Making a Web Scraper to Download Images off the Internet

One afternoon I read on a popular website that http://prnt.sc/ uses sequential 6 character codes to host user images on their website, this made me wonder what was on there.

The next day I made a small bot to scrape the website and collect all images through a range and then the bot could run multiple times to collect more images if necessary. I left the bot running for a couple of hours and here’s what I managed to find, I’m sure I cannot re-host the images but the range I scraped through was gmmlaq for 1,287 images before the bot was IP banned through Cloudflare, fair enough. I took the time to view each image individually.

Here’s What I Saw

  • A drivers licence and matching passport which was expired.
  • A WordPress username and password combination for a web-host reseller which I did not test.
  • Many Many out of context conversations, half of which were in Cyrillic.
  • A teacher seemingly contacting students and recording the fact they did not pick up through skype.
  • Ominous pictures of a tree posted multiple times.
  • Screenshots of video games, mainly Minecraft, Runescape, Team fortress 2 and League of Legends.
  • A lot of backend-databases of usernames and email addresses for customers and users, in fact, they are a large proportion of the screenshots.
  • A lot of SEO spam.
  • A conversation between two users through skype debating over banning an influencer from their platform for fake referrals.
  • About 2 lewd photos.
  • A few hotel confirmations.
  • Whole credit card information including CVV and 16 digit number.
  • A spamvertising campaign CMS platform.
  • A gambling backend database disabling access to games for specific users.
  • One 4×4 pixel image and One 1×47 pixel image.

What Did we Learn?

  • Stuff like this, particularly URLs should not be sequential.
  • A lot of users on the platform see the randomness of the URL as sufficient security however, its undermined by the fact the website can be scraped sequentially.
  • They did eventually ban the bot after 1,287 images, which is probably closer to 1,500 images before testing however Cloudflare seems to be the one preventing access, so it may be a service they offer.
  • A lot of users on the platform are web developers and use every trick in the book to boost their numbers.
  • A lot of users are Eastern European and American.

How I Made the Scraper

I made this bot using Python 3.7 however it may work on older versions.

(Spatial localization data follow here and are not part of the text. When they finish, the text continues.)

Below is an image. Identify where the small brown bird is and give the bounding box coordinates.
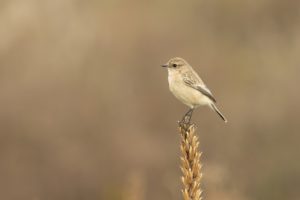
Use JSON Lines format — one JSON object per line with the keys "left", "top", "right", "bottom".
{"left": 162, "top": 57, "right": 227, "bottom": 123}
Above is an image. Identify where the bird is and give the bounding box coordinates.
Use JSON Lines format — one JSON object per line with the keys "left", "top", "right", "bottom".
{"left": 162, "top": 57, "right": 227, "bottom": 123}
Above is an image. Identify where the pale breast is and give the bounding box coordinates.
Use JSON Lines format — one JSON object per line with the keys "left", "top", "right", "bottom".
{"left": 168, "top": 71, "right": 210, "bottom": 108}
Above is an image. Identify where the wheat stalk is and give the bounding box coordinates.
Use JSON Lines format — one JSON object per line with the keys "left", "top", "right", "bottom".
{"left": 179, "top": 122, "right": 203, "bottom": 200}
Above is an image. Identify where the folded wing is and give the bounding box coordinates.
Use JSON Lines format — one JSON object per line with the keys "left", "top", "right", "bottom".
{"left": 183, "top": 71, "right": 217, "bottom": 103}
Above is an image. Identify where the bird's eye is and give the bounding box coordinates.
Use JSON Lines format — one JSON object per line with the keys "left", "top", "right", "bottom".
{"left": 172, "top": 64, "right": 177, "bottom": 68}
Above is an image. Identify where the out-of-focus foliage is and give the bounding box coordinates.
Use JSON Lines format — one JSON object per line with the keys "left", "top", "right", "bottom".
{"left": 0, "top": 0, "right": 299, "bottom": 199}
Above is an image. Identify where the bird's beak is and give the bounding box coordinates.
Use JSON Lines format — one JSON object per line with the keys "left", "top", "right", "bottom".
{"left": 161, "top": 64, "right": 168, "bottom": 68}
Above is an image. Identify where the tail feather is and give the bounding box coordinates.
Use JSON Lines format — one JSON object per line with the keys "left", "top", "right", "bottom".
{"left": 210, "top": 103, "right": 227, "bottom": 123}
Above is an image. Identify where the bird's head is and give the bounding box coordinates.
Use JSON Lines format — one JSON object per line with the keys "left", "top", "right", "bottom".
{"left": 161, "top": 57, "right": 189, "bottom": 71}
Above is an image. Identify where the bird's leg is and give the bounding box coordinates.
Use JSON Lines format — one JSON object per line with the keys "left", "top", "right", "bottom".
{"left": 186, "top": 108, "right": 194, "bottom": 123}
{"left": 181, "top": 108, "right": 194, "bottom": 125}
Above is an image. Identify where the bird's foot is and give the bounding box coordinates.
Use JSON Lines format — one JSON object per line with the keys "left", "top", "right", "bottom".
{"left": 178, "top": 114, "right": 192, "bottom": 128}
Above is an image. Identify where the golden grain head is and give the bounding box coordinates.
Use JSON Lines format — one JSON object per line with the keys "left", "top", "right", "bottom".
{"left": 179, "top": 123, "right": 202, "bottom": 200}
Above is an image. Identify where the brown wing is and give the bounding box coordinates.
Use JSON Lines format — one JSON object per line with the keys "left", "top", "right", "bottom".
{"left": 182, "top": 71, "right": 217, "bottom": 103}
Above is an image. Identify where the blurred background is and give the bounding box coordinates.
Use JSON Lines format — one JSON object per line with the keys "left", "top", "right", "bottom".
{"left": 1, "top": 0, "right": 300, "bottom": 199}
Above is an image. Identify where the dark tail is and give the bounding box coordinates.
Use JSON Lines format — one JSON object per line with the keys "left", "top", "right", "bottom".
{"left": 210, "top": 103, "right": 228, "bottom": 123}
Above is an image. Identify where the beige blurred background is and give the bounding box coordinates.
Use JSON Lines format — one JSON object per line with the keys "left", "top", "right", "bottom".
{"left": 1, "top": 0, "right": 300, "bottom": 199}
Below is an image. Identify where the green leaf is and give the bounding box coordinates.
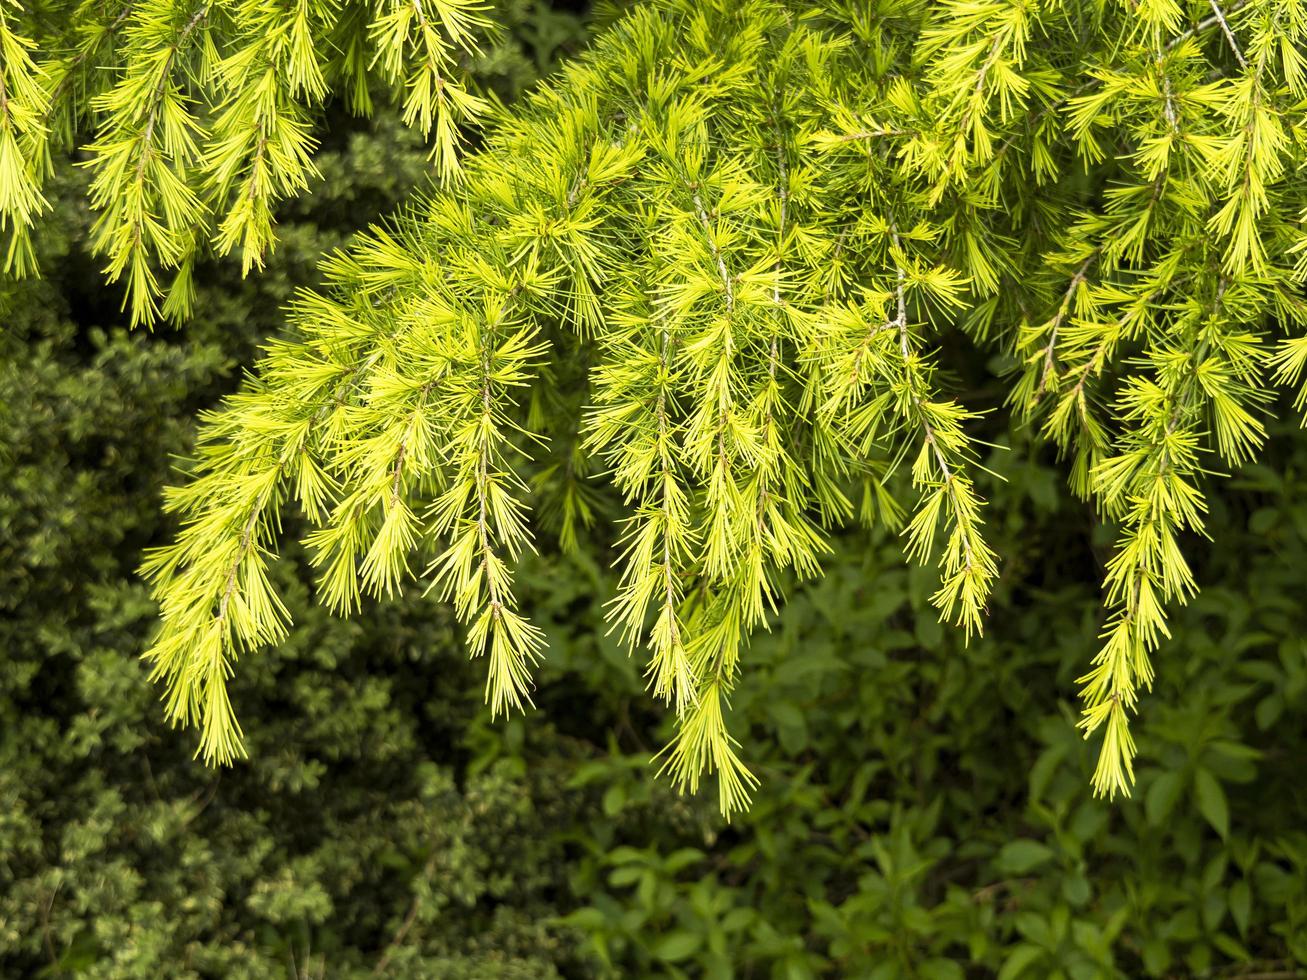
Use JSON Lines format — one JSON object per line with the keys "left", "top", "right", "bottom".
{"left": 1194, "top": 769, "right": 1230, "bottom": 840}
{"left": 1141, "top": 938, "right": 1171, "bottom": 975}
{"left": 1061, "top": 873, "right": 1091, "bottom": 907}
{"left": 663, "top": 848, "right": 704, "bottom": 874}
{"left": 997, "top": 944, "right": 1045, "bottom": 980}
{"left": 602, "top": 784, "right": 626, "bottom": 817}
{"left": 652, "top": 931, "right": 702, "bottom": 963}
{"left": 994, "top": 839, "right": 1055, "bottom": 875}
{"left": 919, "top": 958, "right": 965, "bottom": 980}
{"left": 608, "top": 865, "right": 643, "bottom": 888}
{"left": 1229, "top": 880, "right": 1251, "bottom": 937}
{"left": 1145, "top": 770, "right": 1184, "bottom": 826}
{"left": 769, "top": 700, "right": 805, "bottom": 732}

The URL is base 26 encoded to match the alphabet, incremented and then converted back to a string for scraping. Images are saved with their counterpart names. I do not condone running the scraper yourself.

import requests
import configparser
import string
from bs4 import BeautifulSoup
from functools import reduce

# Scraper for https://prnt.sc/


# Headers from a chrome web browser used to circumvent bot detection.
headers = {
    "ACCEPT" : "text/html,application/xhtml+xml,application/xml;q=0.9,image/webp,image/apng,*/*;q=0.8,application/signed-exchange;v=b3;q=0.9",
    "ACCEPT-LANGUAGE": "en-US,en;q=0.9",
    "DEVICE-MEMORY": "8",
    "DOWNLINK": "10",
    "DPR": "1",
    "ECT": "4g",
    "HOST": "prnt.sc",
    "REFERER": "https://www.google.com/",
    "RTT": "50",
    "SEC-FETCH-DEST": "document",
    "SEC-FETCH-MODE": "navigate",
    "SEC-FETCH-SITE": "cross-site",
    "SEC-FETCH-USER": "?1",
    "UPGRADE-INSECURE-REQUESTS": "1",
    "USER-AGENT": "Mozilla/5.0 (Windows NT 10.0; Win64; x64) AppleWebKit/537.36 (KHTML, like Gecko) Chrome/81.0.4044.138 Safari/537.36",
    "VIEWPORT-WIDTH": "1920",
}

# https://stackoverflow.com/a/48984697/2697955
def divmod_excel(n):
    a, b = divmod(n, 26)
    if b == 0:
        return a - 1, b + 26
    return a, b


# Converts our '89346963' -> 'gmmlaq'
# https://stackoverflow.com/a/48984697/2697955
def to_excel(num):
    chars = []
    while num > 0:
        num, d = divmod_excel(num)
        chars.append(string.ascii_lowercase[d - 1])
    return ''.join(reversed(chars))

# Converts our 'gmmlaq' -> '89346963'
# https://stackoverflow.com/a/48984697/2697955
def from_excel(chars):
    return reduce(lambda r, x: r * 26 + x + 1, map(string.ascii_lowercase.index, chars), 0)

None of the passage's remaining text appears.